All 8 ‘Alien’ Movies Ranked From Worst to Best (Photos)

All 8 ‘Alien’ Movies Ranked From Worst to Best (Photos)

Alien Day is upon us, and “Alien: Covenant” will soon be too. As you prepare yourself for Ridley Scott’s latest prequel-sequel, revisit the films that preceded it in sci-fi’s best franchise.

8.) “Aliens vs. Predator: Requiem” (2007)
Presumably acting under the assumption that the first “AvP”‘s biggest problem was its PG-13 rating, this misbegotten sequel’s creators decided to go for the hard R. Featuring zero compelling characters but plenty of gruesomely hard-to-forget deaths — young children and very pregnant women are among the victims here — “Requiem” might be best understood as a grindhouse-ready B-movie with a $40 million budget.
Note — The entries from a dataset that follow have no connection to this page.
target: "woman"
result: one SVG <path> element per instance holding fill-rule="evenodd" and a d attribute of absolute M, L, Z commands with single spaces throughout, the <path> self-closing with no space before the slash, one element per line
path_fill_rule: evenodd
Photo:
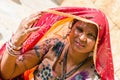
<path fill-rule="evenodd" d="M 61 7 L 37 13 L 24 19 L 6 43 L 1 76 L 12 79 L 34 67 L 29 80 L 114 80 L 109 37 L 107 19 L 97 9 Z"/>

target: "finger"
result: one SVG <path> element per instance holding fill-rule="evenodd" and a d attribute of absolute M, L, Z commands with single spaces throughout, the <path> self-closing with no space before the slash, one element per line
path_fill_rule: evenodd
<path fill-rule="evenodd" d="M 41 12 L 36 12 L 34 14 L 31 14 L 29 18 L 40 17 L 40 16 L 41 16 Z"/>
<path fill-rule="evenodd" d="M 32 19 L 29 19 L 29 20 L 27 21 L 27 23 L 25 23 L 24 28 L 25 28 L 25 29 L 31 28 L 32 25 L 33 25 L 37 20 L 38 20 L 38 17 L 34 17 L 34 18 L 32 18 Z"/>
<path fill-rule="evenodd" d="M 29 29 L 25 30 L 24 33 L 25 34 L 30 34 L 31 32 L 35 32 L 39 29 L 40 29 L 40 27 L 29 28 Z"/>

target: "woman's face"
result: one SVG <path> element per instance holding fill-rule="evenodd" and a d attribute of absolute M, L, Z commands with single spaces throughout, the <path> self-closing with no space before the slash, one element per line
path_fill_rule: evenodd
<path fill-rule="evenodd" d="M 88 53 L 93 50 L 97 38 L 97 27 L 90 23 L 77 21 L 69 35 L 74 51 Z"/>

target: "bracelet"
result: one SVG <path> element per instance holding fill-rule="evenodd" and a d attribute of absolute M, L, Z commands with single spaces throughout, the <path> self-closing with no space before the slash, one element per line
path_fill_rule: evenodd
<path fill-rule="evenodd" d="M 15 46 L 14 44 L 12 44 L 11 39 L 8 42 L 8 44 L 13 50 L 16 50 L 16 51 L 19 51 L 22 48 L 22 46 Z"/>
<path fill-rule="evenodd" d="M 12 55 L 12 56 L 16 56 L 17 57 L 17 56 L 19 56 L 21 54 L 20 51 L 16 51 L 13 48 L 11 48 L 8 43 L 6 44 L 6 49 L 9 52 L 9 54 Z"/>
More faithful to its source material than its predecessor, it at least takes the advice of “Aliens”: nuke it from orbit.

7.) “AVP: Alien vs. Predator” (2004)
Fan-serving movies that alienate segments of their core fanbase are rarely destined for greatness. So it is with this one, which committed the cardinal sins of being set on Earth and carrying the dreaded PG-13 rating. Aspiring to greater heights than its gory sequel but rarely reaching them, “AvP” is probably most memorable for its tagline: “Whoever wins…we lose.” Truly.

6.) “Prometheus” (2012)
Ridley Scott’s divisive prequel is clunky and uneven, but even those who fault its execution can’t deny its ambition. Even if “big things have small beginnings” could almost be read as a backhanded compliment, Scott returning to the “Alien” director’s chair for the first time since 1979 signaled a rebirth that, if “Alien: Covenant” proves worthwhile, will have been worth the growing pains.

5.) “Alien: Resurrection” (1997)
Here’s something the lamestream media won’t tell you: All four original “Alien” movies are awesome. Though it’d be foolish to suggest that the latter two are on the same level as “Alien” and “Aliens,” so too would it be an oversight to deny the charms of “Amélie” director Jean-Pierre Jeunet’s contribution to the sci-fi saga. Winona Ryder makes for a fine addition to the franchise, and seeing Sigourney Weaver play the hunter rather than the hunted is a refreshing change of pace. As for “Resurrection”‘s most indelible set piece, two words: swimming aliens.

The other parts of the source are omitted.